Unexpectedly, Brazilian Law is actually derived from Portuguese Law, due to influences of the colonial period. Brazil became an independent country in 1822, after which it became necessary to create self-directed and self-governing legal institutions to train legal professionals and lawyers. It was after this time that the first law schools were built and established in Brazil. After this time, the Brazilian Bar Association was created in 1930 and based highly on the preliminary works developed between 1834 and 1930.

As time has passed, Brazilian law has, as well. For example, civil law that was once based on French history and influence is now influenced by German history. Nevertheless, Brazilian law is closely related to civil law tradition. Like many countries, Brazil’s legal system is based highly on having a Federal Constitution as the primary and highest law of the country.

One of the most prominent lawyers and leaders within the legal field is Ricardo Tosto. As a leading strategist in the field, Tosto originally started in a small legal office and eventually branched off to work in the most experienced corporate litigation law firm in the area. Soon after, he established his own law firm and continued to grow his successes in Brazil, eventually working his firm to one of the largest in the country.

One of the ways Tosto grew his firm quickly was to defend public personalities and high profile, national cases, during which he provided legal services for large corporations and politicians within the country and government. Tosto was one of the first to pioneer legal mechanisms that began to be commonly utilized tools throughout the Brazilian legal community by other lawyers and firms. It is reasons such as this that Tosto was able to grow his firm quickly and successfully into one of the largest in Brazil. In addition, he works closely with other lawyers within his firm to oversee important cases and offer innovative strategies and, when needed, offers additional leadership to his interns.

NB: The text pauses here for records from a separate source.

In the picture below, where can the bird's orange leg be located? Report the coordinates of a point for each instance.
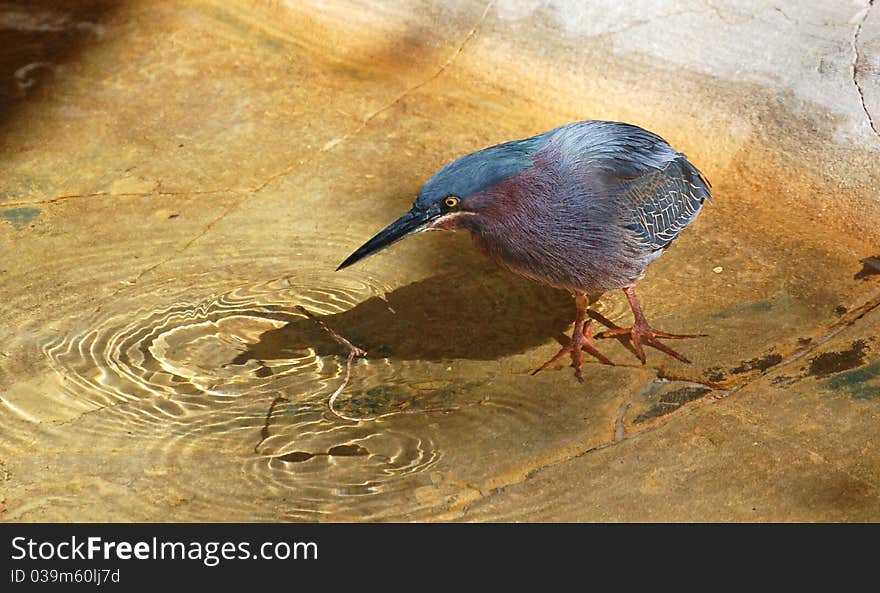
(641, 333)
(581, 341)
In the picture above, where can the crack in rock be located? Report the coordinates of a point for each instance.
(855, 64)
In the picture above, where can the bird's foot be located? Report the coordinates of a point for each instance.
(581, 341)
(642, 334)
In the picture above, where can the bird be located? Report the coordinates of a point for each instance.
(585, 207)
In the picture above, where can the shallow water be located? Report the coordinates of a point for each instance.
(162, 223)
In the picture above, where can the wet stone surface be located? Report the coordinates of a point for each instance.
(181, 180)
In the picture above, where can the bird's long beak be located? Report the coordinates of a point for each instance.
(412, 222)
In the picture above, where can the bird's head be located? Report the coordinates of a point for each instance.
(458, 190)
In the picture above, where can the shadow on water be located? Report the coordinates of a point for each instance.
(481, 316)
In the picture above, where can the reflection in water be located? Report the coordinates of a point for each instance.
(244, 375)
(467, 316)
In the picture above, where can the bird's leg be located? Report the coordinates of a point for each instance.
(581, 340)
(641, 333)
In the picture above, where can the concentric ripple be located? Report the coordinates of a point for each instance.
(221, 384)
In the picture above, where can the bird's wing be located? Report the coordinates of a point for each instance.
(663, 202)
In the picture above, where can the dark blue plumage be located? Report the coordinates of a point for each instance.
(585, 207)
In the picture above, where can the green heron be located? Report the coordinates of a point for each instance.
(585, 207)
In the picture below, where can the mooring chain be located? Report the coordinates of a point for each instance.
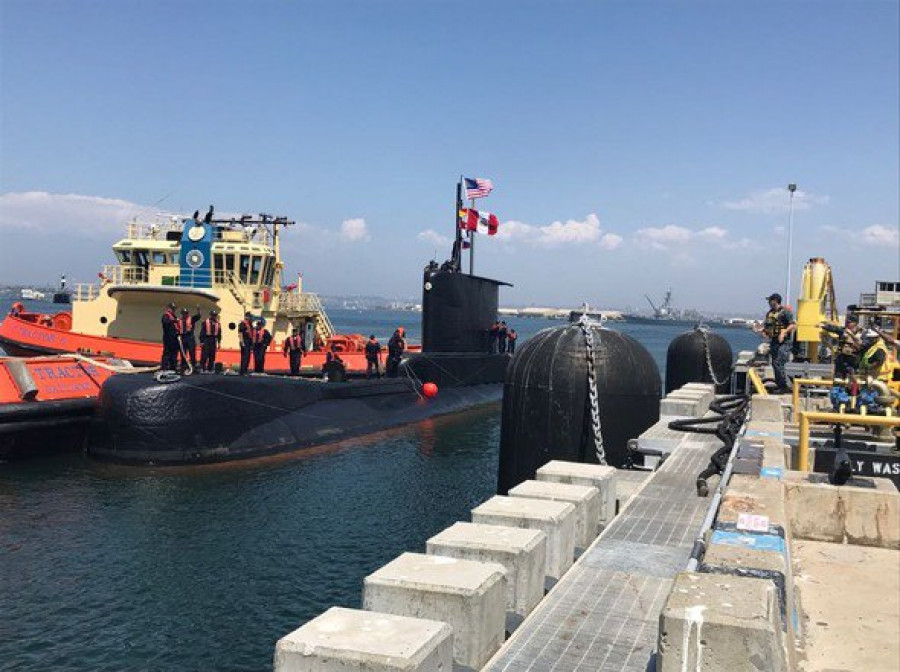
(593, 394)
(712, 374)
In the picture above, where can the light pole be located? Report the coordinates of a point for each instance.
(787, 293)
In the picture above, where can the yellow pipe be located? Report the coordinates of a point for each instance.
(757, 383)
(807, 418)
(795, 393)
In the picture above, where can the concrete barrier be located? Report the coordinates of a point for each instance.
(470, 596)
(713, 622)
(866, 511)
(349, 639)
(555, 519)
(585, 499)
(522, 552)
(604, 478)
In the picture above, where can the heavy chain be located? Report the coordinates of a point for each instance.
(593, 393)
(712, 374)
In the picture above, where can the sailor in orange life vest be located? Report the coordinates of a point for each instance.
(210, 340)
(373, 352)
(185, 327)
(293, 347)
(169, 360)
(778, 327)
(261, 340)
(245, 335)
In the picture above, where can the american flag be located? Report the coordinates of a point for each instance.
(477, 188)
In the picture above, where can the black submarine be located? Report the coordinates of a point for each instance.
(202, 419)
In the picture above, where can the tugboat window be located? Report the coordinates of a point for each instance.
(254, 272)
(245, 267)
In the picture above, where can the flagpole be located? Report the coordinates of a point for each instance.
(472, 243)
(457, 249)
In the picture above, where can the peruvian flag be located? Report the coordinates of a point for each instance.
(482, 222)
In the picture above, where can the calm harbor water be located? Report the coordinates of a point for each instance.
(106, 567)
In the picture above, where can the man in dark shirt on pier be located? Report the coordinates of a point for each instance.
(373, 352)
(210, 340)
(778, 327)
(293, 349)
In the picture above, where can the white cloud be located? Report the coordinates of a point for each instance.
(432, 237)
(354, 230)
(47, 213)
(876, 235)
(569, 232)
(674, 237)
(775, 200)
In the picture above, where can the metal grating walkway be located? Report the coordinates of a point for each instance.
(604, 613)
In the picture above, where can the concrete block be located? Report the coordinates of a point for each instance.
(348, 639)
(605, 479)
(585, 499)
(866, 511)
(714, 622)
(555, 519)
(679, 408)
(774, 453)
(758, 496)
(522, 552)
(469, 596)
(765, 409)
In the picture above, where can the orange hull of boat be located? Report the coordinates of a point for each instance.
(24, 331)
(56, 378)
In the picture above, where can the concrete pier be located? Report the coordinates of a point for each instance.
(469, 596)
(555, 519)
(604, 478)
(713, 622)
(522, 552)
(585, 499)
(349, 639)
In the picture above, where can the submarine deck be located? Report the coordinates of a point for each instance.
(604, 613)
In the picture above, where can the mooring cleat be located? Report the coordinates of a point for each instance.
(702, 488)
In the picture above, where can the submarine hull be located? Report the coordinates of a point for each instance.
(203, 419)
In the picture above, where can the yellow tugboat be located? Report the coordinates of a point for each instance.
(231, 265)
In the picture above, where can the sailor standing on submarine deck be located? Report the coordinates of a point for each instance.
(245, 335)
(170, 339)
(186, 324)
(210, 340)
(396, 346)
(293, 348)
(261, 340)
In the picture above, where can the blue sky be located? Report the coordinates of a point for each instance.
(634, 146)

In Brazil, law students are free to take internships within law firms, legal companies and legal other organizations from the beginning of their legal education. Experiences such as these allow the individuals to put to use their education, and learn in a hands on environment that will later be of use to them in the field. As interns, however, students are regulated to a mere six hours of educative activity per day. Additionally, such students are entitled to paid internships, and are permitted a month of paid vacation per year. For reasons such as this, Brazil offers a different culture within the legal field, in educative internships, schooling, and the workforce environment.

Experiences such as these internships will also help develop students and interns to take on additional roles as they grow within the field. Practicing as a lawyer in Brazil opens the door for other legal career paths to be followed, such as a judge, public prosecutor, federal attorney, public legal defenders, or foreign law consultants, as long as they are qualified.